La cour suprême ne tient pas les délais

Cérémonie des 100 jours en hommage à Vann Nath. (Anne-Laure Porée)

Tandis que se déroule ce mardi la cérémonie des 100 jours en hommage à Vann Nath (photo), la cour suprême des CETC, qui avait promis un jugement final pour Duch avant la fin 2011 et l’a repoussé au 3 février 2012, accuse aujourd’hui un nouveau délai concernant Ieng Thirith. La cour suprême, saisie par le bureau des procureurs, avait quinze jours pour se prononcer sur le cas de l’ancienne ministre de l’Action sociale, que les magistrats de la chambre de première instance estiment inapte à être jugée. La cour suprême ne rendra pas sa décision dans le délai imparti, elle a repoussé à la date du 13 décembre en invoquant des «circonstances exceptionnelles». Le cas est complexe disent les juges…

L’inquiétant “effet Nuon Chea”



Les jeunes qui n'ont pas vécu le régime khmer rouge sont beaucoup plus réceptifs au discours de Nuon Chea que leurs aînés. Dans dix ou vingt ans, quelle version de l'histoire retiendront ces enfants qui accompagnent aujourd'hui leurs parents au tribunal et les attendent dans la cour ? (Anne-Laure Porée)
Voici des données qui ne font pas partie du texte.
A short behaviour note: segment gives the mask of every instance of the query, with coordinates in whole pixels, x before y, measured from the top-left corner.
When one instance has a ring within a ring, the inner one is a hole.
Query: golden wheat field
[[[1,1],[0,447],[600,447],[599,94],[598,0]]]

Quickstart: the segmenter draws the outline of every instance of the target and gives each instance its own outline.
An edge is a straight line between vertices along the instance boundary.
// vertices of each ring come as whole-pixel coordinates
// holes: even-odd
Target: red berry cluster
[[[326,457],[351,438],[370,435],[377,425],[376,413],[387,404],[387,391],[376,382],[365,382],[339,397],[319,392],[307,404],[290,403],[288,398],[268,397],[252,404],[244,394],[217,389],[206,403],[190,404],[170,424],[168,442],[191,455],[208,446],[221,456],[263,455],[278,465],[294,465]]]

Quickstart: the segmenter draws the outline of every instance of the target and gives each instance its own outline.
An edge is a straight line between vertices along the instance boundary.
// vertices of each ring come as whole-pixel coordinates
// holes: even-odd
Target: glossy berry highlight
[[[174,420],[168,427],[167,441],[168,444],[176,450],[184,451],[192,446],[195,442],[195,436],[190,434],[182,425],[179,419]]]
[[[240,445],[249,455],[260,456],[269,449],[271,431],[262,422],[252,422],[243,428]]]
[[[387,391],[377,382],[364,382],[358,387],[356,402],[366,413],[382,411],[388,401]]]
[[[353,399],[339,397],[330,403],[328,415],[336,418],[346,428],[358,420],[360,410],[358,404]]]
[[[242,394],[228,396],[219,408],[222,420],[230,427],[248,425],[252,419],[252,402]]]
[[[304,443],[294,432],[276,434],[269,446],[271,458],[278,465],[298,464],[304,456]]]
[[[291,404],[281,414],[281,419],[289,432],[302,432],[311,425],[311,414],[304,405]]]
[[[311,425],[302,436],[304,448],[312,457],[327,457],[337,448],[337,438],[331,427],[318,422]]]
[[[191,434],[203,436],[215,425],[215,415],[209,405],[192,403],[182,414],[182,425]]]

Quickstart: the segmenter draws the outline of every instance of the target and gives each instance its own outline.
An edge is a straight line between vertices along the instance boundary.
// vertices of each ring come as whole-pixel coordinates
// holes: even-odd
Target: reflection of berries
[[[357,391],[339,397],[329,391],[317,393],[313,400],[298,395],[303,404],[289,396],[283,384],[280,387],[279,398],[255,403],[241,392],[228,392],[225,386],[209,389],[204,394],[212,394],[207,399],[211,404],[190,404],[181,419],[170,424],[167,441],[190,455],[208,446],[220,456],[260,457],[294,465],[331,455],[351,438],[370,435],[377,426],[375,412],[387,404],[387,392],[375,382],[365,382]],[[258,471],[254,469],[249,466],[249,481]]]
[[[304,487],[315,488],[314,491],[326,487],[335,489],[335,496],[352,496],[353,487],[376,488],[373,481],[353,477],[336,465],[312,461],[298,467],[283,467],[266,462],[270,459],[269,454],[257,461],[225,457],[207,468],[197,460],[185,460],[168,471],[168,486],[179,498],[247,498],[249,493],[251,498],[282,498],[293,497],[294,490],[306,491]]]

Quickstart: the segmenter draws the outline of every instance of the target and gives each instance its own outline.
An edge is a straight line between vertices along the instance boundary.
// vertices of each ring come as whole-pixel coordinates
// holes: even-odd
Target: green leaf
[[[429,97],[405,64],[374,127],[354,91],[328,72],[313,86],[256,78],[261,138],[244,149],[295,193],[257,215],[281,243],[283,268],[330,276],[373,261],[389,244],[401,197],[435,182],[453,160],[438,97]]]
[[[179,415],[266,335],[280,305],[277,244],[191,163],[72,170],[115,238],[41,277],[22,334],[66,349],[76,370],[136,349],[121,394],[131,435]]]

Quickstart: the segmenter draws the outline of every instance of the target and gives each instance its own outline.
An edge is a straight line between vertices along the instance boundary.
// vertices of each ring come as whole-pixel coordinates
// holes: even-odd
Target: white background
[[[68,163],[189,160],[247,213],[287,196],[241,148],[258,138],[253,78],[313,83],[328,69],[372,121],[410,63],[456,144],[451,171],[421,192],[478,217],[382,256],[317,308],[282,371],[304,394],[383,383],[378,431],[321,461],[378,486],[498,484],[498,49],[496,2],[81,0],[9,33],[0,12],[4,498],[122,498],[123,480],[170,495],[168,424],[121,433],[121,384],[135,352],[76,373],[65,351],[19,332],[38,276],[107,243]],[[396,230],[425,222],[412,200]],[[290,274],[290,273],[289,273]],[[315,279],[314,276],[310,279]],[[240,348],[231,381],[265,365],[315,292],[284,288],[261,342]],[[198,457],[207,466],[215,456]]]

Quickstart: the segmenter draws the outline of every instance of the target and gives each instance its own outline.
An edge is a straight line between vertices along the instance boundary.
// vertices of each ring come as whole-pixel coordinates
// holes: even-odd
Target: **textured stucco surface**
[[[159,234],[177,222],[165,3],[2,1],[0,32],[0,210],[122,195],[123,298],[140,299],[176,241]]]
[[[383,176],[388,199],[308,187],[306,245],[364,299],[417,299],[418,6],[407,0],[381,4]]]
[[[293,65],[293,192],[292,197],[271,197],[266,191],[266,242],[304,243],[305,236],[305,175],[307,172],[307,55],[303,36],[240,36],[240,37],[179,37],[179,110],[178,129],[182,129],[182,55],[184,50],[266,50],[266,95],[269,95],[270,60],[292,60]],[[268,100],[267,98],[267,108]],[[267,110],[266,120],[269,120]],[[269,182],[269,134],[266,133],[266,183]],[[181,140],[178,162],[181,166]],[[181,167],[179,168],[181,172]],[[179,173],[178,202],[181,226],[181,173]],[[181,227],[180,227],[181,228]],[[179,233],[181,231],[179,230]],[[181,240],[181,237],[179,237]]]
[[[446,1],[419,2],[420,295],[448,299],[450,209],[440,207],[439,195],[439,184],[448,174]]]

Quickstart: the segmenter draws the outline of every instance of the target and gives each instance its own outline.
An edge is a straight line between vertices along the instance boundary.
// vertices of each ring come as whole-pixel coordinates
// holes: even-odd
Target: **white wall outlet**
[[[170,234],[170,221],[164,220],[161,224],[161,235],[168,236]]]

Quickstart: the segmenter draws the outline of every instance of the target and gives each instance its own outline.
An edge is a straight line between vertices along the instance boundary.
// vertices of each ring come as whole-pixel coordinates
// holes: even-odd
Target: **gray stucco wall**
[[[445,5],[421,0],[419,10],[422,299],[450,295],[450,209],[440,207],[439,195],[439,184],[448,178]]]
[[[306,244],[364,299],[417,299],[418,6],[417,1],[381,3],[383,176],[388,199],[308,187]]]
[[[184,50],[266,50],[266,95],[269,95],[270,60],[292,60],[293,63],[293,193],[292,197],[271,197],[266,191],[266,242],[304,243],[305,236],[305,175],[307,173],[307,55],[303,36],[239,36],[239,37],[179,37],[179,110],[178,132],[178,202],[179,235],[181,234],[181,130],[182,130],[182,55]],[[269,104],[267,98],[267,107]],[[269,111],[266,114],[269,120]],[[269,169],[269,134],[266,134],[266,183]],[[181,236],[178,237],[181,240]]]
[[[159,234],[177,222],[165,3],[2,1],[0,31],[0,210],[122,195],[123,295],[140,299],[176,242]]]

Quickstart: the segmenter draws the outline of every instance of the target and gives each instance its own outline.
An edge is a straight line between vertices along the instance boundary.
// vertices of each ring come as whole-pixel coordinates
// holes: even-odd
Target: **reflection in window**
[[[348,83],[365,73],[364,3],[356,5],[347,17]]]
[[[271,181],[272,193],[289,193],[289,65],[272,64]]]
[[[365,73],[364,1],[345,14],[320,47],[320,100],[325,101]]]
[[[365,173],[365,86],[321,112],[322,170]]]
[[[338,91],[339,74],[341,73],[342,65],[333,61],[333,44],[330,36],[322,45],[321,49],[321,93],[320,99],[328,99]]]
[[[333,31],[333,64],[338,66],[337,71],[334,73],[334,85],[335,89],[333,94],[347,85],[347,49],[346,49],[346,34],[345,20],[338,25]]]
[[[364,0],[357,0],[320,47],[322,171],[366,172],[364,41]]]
«Mon père a été exécuté. Il était khmer rouge. Pourquoi a-t-il été exécuté ?» Voilà une des réponses que Im Hœun, 62, est venu chercher au tribunal, lui qui s’est constitué partie civile contre Nuon Chea, Khieu Samphan et Ieng Sary. Pourtant, après avoir écouté Nuon Chea lundi 5 décembre, il semblait convaincu par le discours de l’ancien dirigeant, en particulier quand ce dernier met les exécutions sur le dos des Vietnamiens. «Je pense qu’en effet ce sont peut-être les Vietnamiens qui ont exécuté mon père et pas les Khmers rouges. Je crois à 80% ce que dit Nuon Chea.» Im Hœun est certes lui aussi un ancien khmer rouge mais la facilité avec laquelle il adhère aux propos de l’accusé surprend. D’autant plus qu’il est loin d’être le seul.


La crédulité des jeunes
Parmi les jeunes venus assister aux audiences, la séduction a également opéré. Une jeune fille en classe de terminale boit les «paroles douces et intelligentes» de Nuon Chea, il en impose parce qu’il a mené ses études en Thaïlande (forcément un must) et «a fait ça pour le pays». Elle a presque pitié du vieil homme. A ses côtés, une étudiante semble douter qu’il était un dirigeant et lâche que de toute manière on ne peut pas «ramener les morts».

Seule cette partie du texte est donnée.